In den Oberen Sphären ist diese Vereinigung immerwährend und ewig, denn der Gesegnete und Sein Wille sind über Zeit erhaben. Gleichfalls ist die Offenbarung Seines Willens in Seinem Wort – der Tora – ewig, wie geschrieben steht: „Aber das Wort unseres G‑ttes besteht ewiglich“11 und „Seine Worte sind lebendig und beständig etc.“12 und „Niemals wechselt oder ändert G‑tt Sein Gesetz in ein anderes etc.“13

Hier unten indes ist [diese Vereinigung] der Zeit unterworfen; sie findet nur statt, während sich der Mensch mit der Tora oder einem Gebot beschäftigt, denn wenn er sich danach mit einer anderen Sache beschäftigt, ist er hier unten von dieser erhabenen Vereinigung getrennt. (Dies gilt jedoch nur, wenn sich der Mensch mit völlig nutzlosen Dingen abgibt, für die im Dienst G‑ttes keinerlei Bedarf besteht.) Wenn er jedoch danach umkehrt und zum Dienst G‑ttes, zur Tora und zum Gebet zurückkehrt und G‑tt dafür um Vergebung bittet, dass er nicht Tora lernte zur Zeit, als ihm die Beschäftigung damit möglich war – wird ihm G‑tt vergeben. Wie unsere Meister sel. A. sagten: „Übertritt der Mensch ein positives Gebot und kehrt um, rührt er sich nicht eher von der Stelle, als bis ihm vergeben wird.“14 Und daher verfügten sie, den Segensspruch „Verzeihe uns“ für die Sünde der „Vernachlässigung des Torastudiums“ drei Mal täglich zu sprechen15, denn niemand entgeht dieser Sünde auch nur für einen einzigen Tag16; ähnlich dem täglichen Ganzopfer, das die Übertretung positiver Gebote sühnte17.
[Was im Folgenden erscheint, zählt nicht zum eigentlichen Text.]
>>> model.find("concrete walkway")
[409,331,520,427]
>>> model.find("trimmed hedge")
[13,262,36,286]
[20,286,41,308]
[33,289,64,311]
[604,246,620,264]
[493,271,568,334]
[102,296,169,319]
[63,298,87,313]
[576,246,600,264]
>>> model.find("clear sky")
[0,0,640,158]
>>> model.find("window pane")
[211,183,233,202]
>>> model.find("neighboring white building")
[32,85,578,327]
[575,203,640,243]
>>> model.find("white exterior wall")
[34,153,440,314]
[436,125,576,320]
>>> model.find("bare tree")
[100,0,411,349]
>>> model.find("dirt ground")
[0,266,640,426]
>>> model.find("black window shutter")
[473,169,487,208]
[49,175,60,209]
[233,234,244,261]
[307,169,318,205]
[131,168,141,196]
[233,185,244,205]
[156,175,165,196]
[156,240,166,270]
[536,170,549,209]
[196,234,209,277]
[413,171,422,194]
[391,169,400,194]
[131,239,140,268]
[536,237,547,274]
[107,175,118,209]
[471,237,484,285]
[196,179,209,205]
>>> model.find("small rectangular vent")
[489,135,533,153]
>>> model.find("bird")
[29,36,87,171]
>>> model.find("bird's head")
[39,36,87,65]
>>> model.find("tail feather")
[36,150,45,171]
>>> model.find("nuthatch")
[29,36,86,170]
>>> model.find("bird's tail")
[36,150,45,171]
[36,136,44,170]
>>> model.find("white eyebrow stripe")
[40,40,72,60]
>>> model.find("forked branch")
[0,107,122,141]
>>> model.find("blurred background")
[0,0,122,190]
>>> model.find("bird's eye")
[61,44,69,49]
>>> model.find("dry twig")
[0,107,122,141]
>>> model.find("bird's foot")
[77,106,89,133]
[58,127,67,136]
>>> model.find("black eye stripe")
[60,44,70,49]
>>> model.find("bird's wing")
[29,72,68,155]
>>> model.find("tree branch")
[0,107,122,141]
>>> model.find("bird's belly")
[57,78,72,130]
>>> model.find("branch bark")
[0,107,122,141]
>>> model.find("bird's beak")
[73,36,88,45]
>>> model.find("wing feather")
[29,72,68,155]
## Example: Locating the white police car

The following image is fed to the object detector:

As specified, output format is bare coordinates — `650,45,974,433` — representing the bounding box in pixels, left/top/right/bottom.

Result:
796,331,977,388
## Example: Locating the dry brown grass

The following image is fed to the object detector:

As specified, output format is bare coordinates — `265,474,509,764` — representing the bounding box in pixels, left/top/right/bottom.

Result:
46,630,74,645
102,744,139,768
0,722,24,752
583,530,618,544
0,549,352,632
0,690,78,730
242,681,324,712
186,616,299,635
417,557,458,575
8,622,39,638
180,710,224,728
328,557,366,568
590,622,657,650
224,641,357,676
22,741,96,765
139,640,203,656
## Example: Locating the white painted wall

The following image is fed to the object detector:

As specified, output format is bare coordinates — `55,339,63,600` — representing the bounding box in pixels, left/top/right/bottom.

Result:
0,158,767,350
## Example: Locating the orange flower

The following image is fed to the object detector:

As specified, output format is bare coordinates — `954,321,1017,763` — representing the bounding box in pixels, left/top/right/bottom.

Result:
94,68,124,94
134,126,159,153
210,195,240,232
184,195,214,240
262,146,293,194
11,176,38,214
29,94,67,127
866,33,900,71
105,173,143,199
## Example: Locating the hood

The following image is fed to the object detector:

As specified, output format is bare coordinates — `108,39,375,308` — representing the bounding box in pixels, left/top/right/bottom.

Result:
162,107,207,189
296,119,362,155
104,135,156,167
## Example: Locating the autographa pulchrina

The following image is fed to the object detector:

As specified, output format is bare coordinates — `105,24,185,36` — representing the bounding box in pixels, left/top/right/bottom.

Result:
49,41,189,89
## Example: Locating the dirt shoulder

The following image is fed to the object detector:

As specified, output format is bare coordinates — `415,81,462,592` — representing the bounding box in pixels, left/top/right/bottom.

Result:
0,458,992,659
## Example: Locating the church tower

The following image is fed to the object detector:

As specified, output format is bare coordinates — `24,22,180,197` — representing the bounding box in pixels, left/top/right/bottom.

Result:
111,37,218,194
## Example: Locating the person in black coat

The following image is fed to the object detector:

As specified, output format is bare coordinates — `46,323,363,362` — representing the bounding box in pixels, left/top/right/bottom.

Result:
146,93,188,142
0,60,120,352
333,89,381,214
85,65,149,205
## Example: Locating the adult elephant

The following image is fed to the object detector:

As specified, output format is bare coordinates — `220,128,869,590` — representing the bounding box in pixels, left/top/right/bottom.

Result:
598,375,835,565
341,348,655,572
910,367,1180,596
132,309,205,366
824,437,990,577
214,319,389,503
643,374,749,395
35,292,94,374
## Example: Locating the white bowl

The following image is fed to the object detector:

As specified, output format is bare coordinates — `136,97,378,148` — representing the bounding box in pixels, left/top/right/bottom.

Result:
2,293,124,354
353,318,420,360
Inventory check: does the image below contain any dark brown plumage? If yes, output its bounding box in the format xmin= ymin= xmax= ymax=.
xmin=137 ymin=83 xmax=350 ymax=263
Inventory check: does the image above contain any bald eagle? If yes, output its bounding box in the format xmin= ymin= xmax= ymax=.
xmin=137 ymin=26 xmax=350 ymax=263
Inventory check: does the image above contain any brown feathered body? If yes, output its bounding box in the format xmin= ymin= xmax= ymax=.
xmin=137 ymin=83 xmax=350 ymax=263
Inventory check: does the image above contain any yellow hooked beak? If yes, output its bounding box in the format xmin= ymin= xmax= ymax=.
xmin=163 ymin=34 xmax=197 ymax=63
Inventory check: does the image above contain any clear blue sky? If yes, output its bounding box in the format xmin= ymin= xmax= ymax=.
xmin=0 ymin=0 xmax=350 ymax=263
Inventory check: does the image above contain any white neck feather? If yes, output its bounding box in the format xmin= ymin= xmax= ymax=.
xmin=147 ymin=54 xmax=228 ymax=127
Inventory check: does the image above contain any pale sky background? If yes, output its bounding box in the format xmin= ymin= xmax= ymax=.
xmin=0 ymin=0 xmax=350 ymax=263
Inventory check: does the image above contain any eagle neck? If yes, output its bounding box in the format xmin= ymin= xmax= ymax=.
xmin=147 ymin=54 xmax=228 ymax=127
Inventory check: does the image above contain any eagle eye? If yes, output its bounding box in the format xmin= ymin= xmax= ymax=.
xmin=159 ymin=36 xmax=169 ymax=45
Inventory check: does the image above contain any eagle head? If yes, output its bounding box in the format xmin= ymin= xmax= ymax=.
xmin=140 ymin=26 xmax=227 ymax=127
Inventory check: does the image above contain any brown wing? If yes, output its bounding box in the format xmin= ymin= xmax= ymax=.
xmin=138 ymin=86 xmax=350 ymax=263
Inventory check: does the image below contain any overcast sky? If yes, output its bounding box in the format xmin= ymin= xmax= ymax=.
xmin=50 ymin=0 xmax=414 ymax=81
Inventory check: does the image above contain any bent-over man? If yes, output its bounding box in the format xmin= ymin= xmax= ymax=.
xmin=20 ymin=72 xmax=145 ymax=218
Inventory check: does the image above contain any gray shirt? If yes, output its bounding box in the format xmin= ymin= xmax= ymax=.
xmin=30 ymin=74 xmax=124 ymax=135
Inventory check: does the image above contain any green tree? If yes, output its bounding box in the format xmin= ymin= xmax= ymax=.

Dies ist nicht, als sagte der Mensch: „Ich werde sündigen und danach umkehren“, außer der Mensch verlässt sich zum Zeitpunkt der Sünde auf die [anschließende] Umkehr und sündigt als Folge davon, wie andernorts erklärt wird18.

Und damit wird verständlich, warum unser Meister Mosche, Friede mit ihm, im Buch Deuteronomium19 der Generation, die das Land Israel betreten würde, befahl, zweimal täglich das Schema zu lesen20, [d.h.] das Joch himmlischen Königtums mit Selbstaufopferung auf sich zu nehmen. Hatte er ihnen nicht zugesichert: „Der Ewige, [Euer G‑tt,] wird den Schrecken und die Furcht vor euch [auf das gesamte Land] legen … …“21? Der Grund dafür lautet, dass die Erfüllung der Tora und ihrer Gebote abhängig davon ist, dass der Mensch stets der Bereitschaft zum Opfertod für G‑ttes Einheit gedenkt, sodass dieses Bewusstsein wirklich ständig in seinem Herzen verankert ist, Tag und Nacht nicht aus seinem Gedächtnis weicht, denn so kann er seinem Trieb entgegentreten und ihn stets, zu jeder Zeit und in jedem Augenblick, besiegen, wie oben erklärt wurde.